Extracts from the book:
Jan Kochanowski,
Threnodies and
The Dismissal of the Greek Envoys

by Barry Keane

 


Kochanowski nad zwlokami Urszulki – obraz Jana Matejki

‘This translation with a commentary of the Threnodies and The Dismissal of the Greek Envoys is a labour of love on which Barry Keane has been engaged for more than five years, and it has now come triumphantly to fruition. […] A learned poet needs a learned commentator, and that is what Kochanowski has received here in the person of Barry Keane. This book deserves to be studied closely by anyone interested in the literary achievement of the father of Polish literature.’

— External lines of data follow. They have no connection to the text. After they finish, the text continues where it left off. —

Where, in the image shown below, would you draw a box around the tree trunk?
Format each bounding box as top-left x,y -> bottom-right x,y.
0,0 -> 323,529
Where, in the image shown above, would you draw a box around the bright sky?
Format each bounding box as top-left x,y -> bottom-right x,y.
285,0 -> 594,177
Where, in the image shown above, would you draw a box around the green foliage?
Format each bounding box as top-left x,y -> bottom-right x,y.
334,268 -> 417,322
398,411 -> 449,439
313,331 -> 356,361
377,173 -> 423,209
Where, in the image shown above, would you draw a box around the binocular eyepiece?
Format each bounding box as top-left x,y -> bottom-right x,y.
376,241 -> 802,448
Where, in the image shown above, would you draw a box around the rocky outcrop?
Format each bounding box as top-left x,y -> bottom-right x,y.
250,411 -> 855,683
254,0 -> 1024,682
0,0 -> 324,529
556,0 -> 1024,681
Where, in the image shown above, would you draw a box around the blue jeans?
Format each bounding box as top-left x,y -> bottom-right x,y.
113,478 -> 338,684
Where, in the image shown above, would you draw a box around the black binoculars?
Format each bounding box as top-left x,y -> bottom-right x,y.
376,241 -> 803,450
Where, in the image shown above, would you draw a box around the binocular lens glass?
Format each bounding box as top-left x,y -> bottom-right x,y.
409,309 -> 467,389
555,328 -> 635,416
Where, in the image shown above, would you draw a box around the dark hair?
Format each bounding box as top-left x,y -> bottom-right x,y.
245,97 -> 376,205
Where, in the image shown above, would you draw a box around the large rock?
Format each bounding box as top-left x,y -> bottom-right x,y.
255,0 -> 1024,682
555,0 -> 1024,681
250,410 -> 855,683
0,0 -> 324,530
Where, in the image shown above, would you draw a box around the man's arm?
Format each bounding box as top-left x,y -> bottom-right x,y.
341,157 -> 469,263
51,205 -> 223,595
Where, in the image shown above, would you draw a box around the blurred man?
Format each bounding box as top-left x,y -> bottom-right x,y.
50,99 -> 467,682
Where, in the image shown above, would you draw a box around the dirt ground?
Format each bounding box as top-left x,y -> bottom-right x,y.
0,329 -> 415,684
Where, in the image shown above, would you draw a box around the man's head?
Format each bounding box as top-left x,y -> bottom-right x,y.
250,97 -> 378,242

—John Dillon, Regius Professor of Greek, Trinity College Dublin

INTRODUCTION

Jan Kochanowski was born in 1530, the son of Piotr Kochanowski, and of Anna Bia_aczowska. His father owned large tracts of land in Radom and was for some time a magistrate in the town of Sandomierz. At the age of fourteen years Jan embarked upon a life of study and travel. In 1544 he entered the University of Kraków, which had developed in accordance with the literary tastes and traditions of Renaissance Humanism. He remained in Kraków for five years and left the university without having received any formal degree. Kochanowski spent the next seven years outside of Poland. He passed on from Kraków to Padua University, following in the footsteps of Nicolaus Copernicus, who had attended this renowned centre of learning some years before. Kochanowski devoted himself to the study of Classical philology. He achieved a mastery of Latin and a good knowledge of Greek whilst specialising particularly in the works of Cicero. During his sojourn in Italy Kochanowski often visited Rome, "attracted by the possibility of association with learned men, of whom at that time there was a multitude."

For two years Kochanowski experienced courtly life in the court of Prince Albert I of Prussia at Konigsberg. Kochanowski also had occasion to spend three and a half months travelling in France, and while in Paris he became personally acquainted with the French writer Pierre de Ronsard, to whom he later dedicated the Latin elegy Ronsardum Vidi. During this period Kochanowski's literary output was limited to the writing of Latin elegies which were not published but circulated in manuscript form. These elegies received such universal acclaim that Kochanowski on his return to Poland was hailed as a distinguished Latin author.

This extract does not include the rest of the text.